SETTING A regional cardiothoracic centre, Freeman Hospital, and the University Clinical Investigation Unit, Royal Victoria Infirmary, Newcastle upon Tyne, UK.
DESIGN 353 consecutive patients (297 male, mean age 57.2 years) undergoing first time CABG for stable angina were recruited to a prospective cohort study and studied to five years.
MAIN OUTCOME MEASURES All cause mortality, late cardiac mortality (beyond 30 days) alone and in combination with non-fatal myocardial infarction. Risk factor assessments before operation and 3, 6, 12, 24, and 60 months after surgery. For each laboratory variable a weighted mean for the period of exposure was calculated from the concentration at each time interval and the time between measurements. The distribution was divided into tertiles.

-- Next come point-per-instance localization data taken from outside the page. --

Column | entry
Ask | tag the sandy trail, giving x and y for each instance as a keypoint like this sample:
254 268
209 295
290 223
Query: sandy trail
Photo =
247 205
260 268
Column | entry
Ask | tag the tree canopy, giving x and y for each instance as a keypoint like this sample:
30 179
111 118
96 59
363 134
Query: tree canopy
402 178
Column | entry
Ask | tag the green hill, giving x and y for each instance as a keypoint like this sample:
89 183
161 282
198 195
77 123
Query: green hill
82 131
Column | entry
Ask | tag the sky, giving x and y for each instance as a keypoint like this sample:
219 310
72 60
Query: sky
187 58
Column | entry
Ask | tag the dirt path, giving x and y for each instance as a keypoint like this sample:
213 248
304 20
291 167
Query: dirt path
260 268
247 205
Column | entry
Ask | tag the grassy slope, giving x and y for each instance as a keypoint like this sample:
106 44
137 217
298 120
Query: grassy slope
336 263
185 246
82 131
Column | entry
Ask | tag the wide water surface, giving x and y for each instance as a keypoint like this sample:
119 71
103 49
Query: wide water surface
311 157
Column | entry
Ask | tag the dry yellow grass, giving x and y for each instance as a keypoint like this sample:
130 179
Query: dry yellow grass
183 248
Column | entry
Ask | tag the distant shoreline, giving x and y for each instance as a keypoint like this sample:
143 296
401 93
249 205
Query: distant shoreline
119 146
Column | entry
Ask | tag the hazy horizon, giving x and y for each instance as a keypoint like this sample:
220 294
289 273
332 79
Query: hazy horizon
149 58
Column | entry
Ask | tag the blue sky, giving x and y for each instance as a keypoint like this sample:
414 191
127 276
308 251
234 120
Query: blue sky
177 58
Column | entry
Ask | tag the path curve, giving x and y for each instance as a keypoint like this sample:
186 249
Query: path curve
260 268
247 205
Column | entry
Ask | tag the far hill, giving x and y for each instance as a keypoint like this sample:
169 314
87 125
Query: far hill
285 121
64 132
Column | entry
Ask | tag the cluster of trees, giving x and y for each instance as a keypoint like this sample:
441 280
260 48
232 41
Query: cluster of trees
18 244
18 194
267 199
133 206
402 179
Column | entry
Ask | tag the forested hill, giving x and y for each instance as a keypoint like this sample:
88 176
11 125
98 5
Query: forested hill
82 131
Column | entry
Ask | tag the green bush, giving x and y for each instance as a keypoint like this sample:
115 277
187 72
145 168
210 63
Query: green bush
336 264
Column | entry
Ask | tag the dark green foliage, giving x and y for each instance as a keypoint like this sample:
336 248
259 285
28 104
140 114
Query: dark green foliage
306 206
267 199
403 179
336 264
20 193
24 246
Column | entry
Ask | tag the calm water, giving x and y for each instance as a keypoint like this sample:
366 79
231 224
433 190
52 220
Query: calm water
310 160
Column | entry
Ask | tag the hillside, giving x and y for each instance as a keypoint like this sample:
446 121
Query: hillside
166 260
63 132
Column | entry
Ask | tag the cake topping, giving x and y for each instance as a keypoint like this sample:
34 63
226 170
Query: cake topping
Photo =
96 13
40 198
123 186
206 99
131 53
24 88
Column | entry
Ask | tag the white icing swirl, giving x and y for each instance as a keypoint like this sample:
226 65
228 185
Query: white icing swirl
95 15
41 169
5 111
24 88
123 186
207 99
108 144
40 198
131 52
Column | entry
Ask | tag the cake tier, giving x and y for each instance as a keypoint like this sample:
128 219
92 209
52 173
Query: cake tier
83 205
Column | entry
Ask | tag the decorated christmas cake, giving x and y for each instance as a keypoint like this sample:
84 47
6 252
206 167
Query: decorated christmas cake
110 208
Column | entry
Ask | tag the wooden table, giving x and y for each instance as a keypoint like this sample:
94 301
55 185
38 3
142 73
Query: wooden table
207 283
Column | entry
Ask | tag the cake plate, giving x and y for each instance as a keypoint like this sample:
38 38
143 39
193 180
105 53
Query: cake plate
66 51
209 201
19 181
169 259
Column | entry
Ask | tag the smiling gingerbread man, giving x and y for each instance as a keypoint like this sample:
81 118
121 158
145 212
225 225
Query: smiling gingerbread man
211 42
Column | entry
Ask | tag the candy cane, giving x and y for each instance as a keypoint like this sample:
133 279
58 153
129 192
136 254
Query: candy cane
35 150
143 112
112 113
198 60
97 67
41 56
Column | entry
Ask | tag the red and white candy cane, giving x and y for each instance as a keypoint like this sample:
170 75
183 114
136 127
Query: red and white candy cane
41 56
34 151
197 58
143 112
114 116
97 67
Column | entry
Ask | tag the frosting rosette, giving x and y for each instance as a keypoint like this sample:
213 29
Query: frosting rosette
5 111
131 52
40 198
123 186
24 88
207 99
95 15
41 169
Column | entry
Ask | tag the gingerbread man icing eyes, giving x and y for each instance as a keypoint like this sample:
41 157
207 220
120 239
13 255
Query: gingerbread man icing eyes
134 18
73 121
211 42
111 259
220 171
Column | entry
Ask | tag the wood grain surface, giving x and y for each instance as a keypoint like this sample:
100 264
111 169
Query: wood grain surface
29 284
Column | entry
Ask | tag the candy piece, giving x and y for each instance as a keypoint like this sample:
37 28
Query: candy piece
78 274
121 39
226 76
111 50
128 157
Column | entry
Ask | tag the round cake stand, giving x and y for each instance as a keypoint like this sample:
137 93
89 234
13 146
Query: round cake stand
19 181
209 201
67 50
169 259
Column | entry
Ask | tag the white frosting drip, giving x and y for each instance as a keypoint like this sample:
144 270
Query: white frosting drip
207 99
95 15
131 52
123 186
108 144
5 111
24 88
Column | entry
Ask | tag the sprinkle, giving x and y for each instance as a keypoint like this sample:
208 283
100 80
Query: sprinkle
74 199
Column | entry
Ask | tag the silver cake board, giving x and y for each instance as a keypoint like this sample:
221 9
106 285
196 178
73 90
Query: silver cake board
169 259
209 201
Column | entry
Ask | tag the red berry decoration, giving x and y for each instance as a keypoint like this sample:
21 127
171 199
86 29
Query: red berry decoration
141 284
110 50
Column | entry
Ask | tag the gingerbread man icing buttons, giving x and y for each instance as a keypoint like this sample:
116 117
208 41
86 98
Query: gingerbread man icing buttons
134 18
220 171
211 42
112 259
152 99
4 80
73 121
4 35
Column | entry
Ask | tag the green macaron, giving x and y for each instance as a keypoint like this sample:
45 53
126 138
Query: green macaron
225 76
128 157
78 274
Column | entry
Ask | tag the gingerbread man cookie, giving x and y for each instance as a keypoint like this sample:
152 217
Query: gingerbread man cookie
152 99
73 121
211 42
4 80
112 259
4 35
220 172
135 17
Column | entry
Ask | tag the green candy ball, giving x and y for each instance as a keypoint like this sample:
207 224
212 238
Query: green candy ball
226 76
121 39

RESULTS 41 patients died (16 late cardiac deaths) and eight had a myocardial infarct. An adverse outcome occurred more frequently in the lower tertile of weighted apolipoprotein AI compared with the upper tertile. An adverse outcome was also more common in patients in the upper tertile of weighted total white blood cell count and less consistently so in patients in the upper tertile of the haemostatic covariates, factor VIIc and factor VIIIc. There was no association with other lipid fractions except for total mortality and apolipoprotein B (owing to low levels in five patients with carcinoma).
CONCLUSIONS Low apolipoprotein AI concentrations, but no other markers of an adverse lipid profile, were associated with mortality and myocardial infarction five years after CABG. Apolipoprotein AI is associated with paraoxonase, an enzyme located on high density lipoprotein, which may limit the oxidation of low density lipoprotein. An association between outcome and other covariates such as white cell count provides a credible pointer to inflammation mediating a component of cardiovascular risk.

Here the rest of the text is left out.